"I'd like to know does it create a vault database that we would load files into or is it more like an overlay of Windows Explorer that leaves our current file system and individual file paths in place? "
The answer is Yes It kind of does both depending on what you want it to do. I've taken existing folder structures and literally picked them up and moved them into the PDM vault. I've also created completely new folder structures since the company realized their past mistakes and wanted to get control of their data. I think the latter is where you want to go.
Whether you want to migrate your data or not, I would get what you have analyzed so you know how crazy and knotted up your duplicate files and missing references are. Not knowing will just create problems down stream.
And yes, it can see and manage configurations, although you only get one data card per file so don't expect configurations to have their own system managed revisions. Config Specific properties are fine, but I only see one revision per file.
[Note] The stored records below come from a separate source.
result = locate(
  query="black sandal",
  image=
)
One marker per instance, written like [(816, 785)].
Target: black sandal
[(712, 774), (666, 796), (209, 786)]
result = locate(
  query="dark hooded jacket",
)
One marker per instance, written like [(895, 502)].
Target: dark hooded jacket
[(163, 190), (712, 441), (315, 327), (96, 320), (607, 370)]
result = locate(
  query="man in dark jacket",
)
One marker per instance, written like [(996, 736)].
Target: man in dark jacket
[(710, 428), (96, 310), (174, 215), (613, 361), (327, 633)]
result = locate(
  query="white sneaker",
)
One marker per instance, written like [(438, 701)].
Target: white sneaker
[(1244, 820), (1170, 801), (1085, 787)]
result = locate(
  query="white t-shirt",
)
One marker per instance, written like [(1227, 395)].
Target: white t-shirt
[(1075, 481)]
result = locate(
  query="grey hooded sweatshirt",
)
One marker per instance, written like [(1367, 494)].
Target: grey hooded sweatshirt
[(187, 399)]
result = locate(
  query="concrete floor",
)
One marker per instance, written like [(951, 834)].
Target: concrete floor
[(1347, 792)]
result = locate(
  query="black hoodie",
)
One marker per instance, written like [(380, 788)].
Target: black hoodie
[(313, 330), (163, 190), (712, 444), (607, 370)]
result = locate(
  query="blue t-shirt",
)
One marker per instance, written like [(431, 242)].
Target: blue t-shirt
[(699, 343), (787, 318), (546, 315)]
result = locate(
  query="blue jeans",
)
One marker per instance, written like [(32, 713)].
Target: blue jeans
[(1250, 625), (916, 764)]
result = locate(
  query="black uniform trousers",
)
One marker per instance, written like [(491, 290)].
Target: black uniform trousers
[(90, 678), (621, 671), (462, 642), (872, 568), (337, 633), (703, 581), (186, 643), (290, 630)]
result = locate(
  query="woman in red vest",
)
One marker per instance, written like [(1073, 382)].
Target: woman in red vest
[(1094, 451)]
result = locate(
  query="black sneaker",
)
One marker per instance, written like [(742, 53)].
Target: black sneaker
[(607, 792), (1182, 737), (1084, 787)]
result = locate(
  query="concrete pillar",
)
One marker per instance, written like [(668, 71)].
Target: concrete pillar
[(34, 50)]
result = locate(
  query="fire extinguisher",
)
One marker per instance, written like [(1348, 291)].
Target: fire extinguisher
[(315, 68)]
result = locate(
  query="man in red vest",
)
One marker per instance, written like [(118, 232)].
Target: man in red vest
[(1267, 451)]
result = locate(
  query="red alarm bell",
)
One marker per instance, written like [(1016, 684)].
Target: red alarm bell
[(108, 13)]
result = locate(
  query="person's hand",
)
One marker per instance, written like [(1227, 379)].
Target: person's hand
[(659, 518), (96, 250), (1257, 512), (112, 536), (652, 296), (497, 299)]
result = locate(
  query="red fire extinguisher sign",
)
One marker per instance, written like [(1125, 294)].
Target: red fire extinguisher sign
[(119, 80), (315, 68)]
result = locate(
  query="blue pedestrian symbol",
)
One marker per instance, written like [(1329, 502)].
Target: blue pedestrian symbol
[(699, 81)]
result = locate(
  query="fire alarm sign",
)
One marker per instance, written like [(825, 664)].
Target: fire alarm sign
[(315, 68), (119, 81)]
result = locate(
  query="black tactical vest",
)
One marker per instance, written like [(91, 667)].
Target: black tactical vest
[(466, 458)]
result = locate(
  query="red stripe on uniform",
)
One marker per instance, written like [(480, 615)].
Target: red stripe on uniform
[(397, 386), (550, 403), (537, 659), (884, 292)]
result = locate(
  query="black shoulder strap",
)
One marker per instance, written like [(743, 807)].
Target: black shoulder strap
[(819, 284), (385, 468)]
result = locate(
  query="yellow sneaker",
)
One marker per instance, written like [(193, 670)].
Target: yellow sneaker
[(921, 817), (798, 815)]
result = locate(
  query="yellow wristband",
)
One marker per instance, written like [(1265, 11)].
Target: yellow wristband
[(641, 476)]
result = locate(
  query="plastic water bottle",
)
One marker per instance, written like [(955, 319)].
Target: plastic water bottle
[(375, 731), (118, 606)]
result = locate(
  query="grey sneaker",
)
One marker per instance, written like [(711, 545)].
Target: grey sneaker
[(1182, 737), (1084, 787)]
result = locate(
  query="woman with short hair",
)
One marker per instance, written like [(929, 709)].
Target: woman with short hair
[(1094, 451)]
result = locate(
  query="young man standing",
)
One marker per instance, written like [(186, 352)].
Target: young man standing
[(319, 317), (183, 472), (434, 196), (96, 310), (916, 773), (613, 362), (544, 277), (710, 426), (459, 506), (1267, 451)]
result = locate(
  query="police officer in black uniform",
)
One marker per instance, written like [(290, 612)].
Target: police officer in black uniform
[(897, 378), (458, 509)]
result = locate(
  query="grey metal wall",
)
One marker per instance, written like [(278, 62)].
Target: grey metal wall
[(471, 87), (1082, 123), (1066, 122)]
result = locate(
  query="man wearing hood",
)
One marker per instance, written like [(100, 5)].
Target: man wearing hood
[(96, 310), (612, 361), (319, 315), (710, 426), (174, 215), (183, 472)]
Thanks for the response, Steve. I'm glad it can do a database, though still disappointed it can't fully manage configurations. I'd had a webinar of EPDM a number of years ago and it couldn't then, I was hoping it was improved by this point to do so. Trying to migrate any of our current data over to a vault would be like herding cats, instead we're taking the remodel/replace route for what current product we're staying with so it's all playing together nicely using all the same start parts, properties, etc.
I've worked with a few companies in setting up an EPDM vault. My experience is that it is never easy to transition from an uncontrolled system to a controlled vault. It's a culture change not just a computer software change... With this being the case it has always paid off in the long run!
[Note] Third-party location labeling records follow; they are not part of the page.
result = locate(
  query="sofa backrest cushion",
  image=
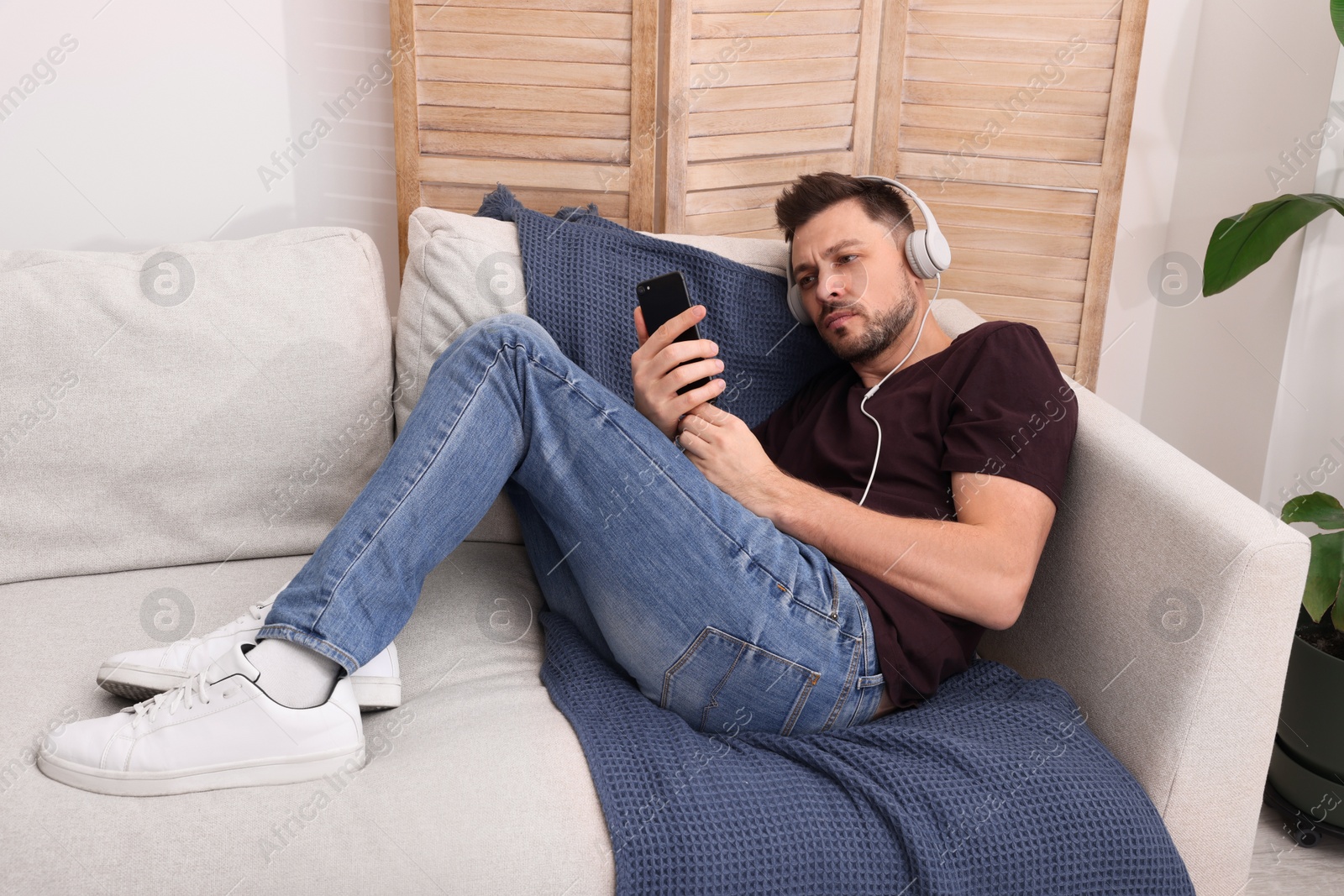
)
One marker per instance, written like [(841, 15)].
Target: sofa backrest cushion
[(188, 403), (463, 269)]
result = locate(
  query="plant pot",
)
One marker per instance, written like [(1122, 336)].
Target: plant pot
[(1308, 761)]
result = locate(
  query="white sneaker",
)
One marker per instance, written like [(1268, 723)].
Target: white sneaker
[(218, 730), (139, 674)]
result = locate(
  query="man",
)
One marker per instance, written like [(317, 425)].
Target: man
[(738, 580)]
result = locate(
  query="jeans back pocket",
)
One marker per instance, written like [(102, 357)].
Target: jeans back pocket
[(722, 684)]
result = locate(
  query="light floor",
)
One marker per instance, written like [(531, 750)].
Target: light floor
[(1281, 867)]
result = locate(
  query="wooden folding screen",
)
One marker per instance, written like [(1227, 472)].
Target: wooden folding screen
[(1011, 118)]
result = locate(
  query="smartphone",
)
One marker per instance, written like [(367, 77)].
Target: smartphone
[(662, 298)]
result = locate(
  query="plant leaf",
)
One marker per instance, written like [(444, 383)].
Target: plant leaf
[(1241, 244), (1323, 577), (1319, 508)]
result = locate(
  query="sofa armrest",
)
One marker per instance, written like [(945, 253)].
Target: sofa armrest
[(1166, 604)]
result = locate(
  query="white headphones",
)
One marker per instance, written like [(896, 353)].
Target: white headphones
[(927, 250)]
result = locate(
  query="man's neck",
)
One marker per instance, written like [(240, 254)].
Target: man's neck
[(932, 342)]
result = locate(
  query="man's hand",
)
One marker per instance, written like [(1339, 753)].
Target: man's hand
[(654, 369), (730, 456)]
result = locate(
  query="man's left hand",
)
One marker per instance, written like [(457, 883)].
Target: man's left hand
[(729, 454)]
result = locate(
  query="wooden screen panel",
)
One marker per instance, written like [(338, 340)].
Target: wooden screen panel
[(1012, 121), (554, 98), (759, 92), (1011, 117)]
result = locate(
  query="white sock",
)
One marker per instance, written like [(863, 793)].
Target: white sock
[(292, 674)]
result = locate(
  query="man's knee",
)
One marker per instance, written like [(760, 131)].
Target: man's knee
[(488, 336)]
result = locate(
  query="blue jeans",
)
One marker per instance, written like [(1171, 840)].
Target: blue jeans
[(711, 610)]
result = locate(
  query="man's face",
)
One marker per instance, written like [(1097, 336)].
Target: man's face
[(855, 281)]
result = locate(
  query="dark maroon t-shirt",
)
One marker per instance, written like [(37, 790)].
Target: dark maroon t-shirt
[(994, 402)]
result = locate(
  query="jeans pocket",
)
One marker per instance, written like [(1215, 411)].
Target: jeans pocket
[(722, 684), (870, 694)]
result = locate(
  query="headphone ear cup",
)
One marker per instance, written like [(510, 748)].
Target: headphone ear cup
[(795, 298), (917, 253)]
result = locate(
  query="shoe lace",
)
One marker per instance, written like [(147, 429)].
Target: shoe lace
[(185, 694)]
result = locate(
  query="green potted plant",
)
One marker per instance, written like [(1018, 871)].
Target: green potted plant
[(1242, 244), (1307, 766)]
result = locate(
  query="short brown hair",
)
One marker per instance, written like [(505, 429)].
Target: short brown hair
[(813, 194)]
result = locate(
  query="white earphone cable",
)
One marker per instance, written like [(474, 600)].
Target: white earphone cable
[(870, 392)]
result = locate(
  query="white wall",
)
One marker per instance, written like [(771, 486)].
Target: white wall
[(1261, 80), (154, 128), (1159, 125), (1307, 441)]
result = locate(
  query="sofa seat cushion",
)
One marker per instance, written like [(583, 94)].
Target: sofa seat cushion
[(195, 402), (476, 785)]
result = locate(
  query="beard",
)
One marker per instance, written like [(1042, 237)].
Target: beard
[(879, 335)]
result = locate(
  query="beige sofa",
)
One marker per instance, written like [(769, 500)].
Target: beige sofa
[(168, 459)]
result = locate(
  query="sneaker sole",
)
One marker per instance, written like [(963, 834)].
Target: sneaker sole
[(141, 683), (129, 783)]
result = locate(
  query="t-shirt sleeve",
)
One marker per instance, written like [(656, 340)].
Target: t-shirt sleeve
[(1012, 414)]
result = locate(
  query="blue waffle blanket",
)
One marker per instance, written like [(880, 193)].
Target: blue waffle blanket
[(994, 786), (581, 269)]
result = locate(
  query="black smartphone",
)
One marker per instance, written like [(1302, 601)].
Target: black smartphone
[(662, 298)]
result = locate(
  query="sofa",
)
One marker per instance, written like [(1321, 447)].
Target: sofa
[(181, 427)]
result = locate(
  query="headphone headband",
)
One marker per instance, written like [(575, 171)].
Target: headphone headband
[(927, 249)]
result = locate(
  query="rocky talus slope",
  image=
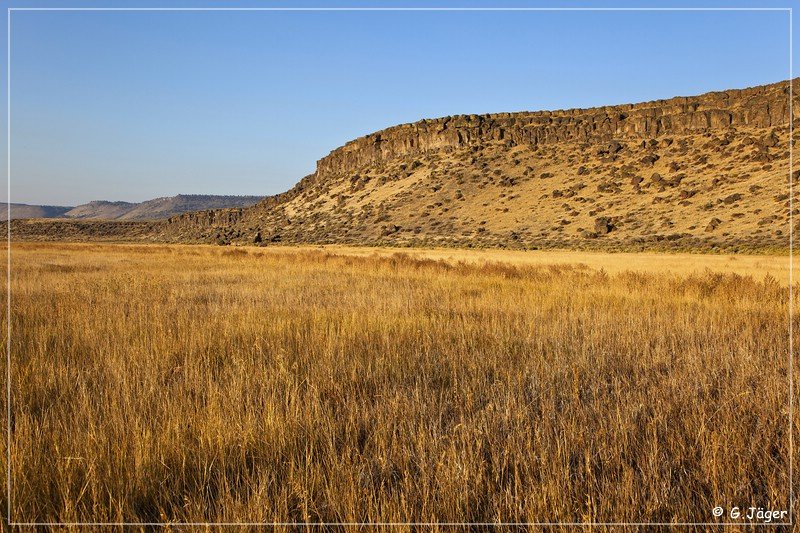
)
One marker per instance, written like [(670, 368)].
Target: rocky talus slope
[(704, 172)]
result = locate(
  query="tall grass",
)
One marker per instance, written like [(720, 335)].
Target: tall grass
[(156, 383)]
If you've got duplicates of the 'same' file from pack and go's you'll have your work cut out for you, but the ease of controlling the release of the correct drawing to the shop floor will improve dramatically. Spend the time planning it so you can execute it well.
As for migrating your data:
- How are the duplicate files named, is it a serial/part number or is it a text description?
- Are these 'duplicate' files duplicates (ie exactly the same) or are they potentially different from one file to another.
My experience is that over time they are similar but not always the same. Personally I'd "allow duplicate file names" it's a check box. Get the files in the vault, and work through removing the duplicates. Then uncheck the box, forcing users to name files differently.
As for configurations I manage them with an incrementing number. The part number becomes:
###### - ConfigNo
The config number increases. I find it works well. The revision of the config changes with the .sldprt file though.
All the best with the migration however you decide to do it.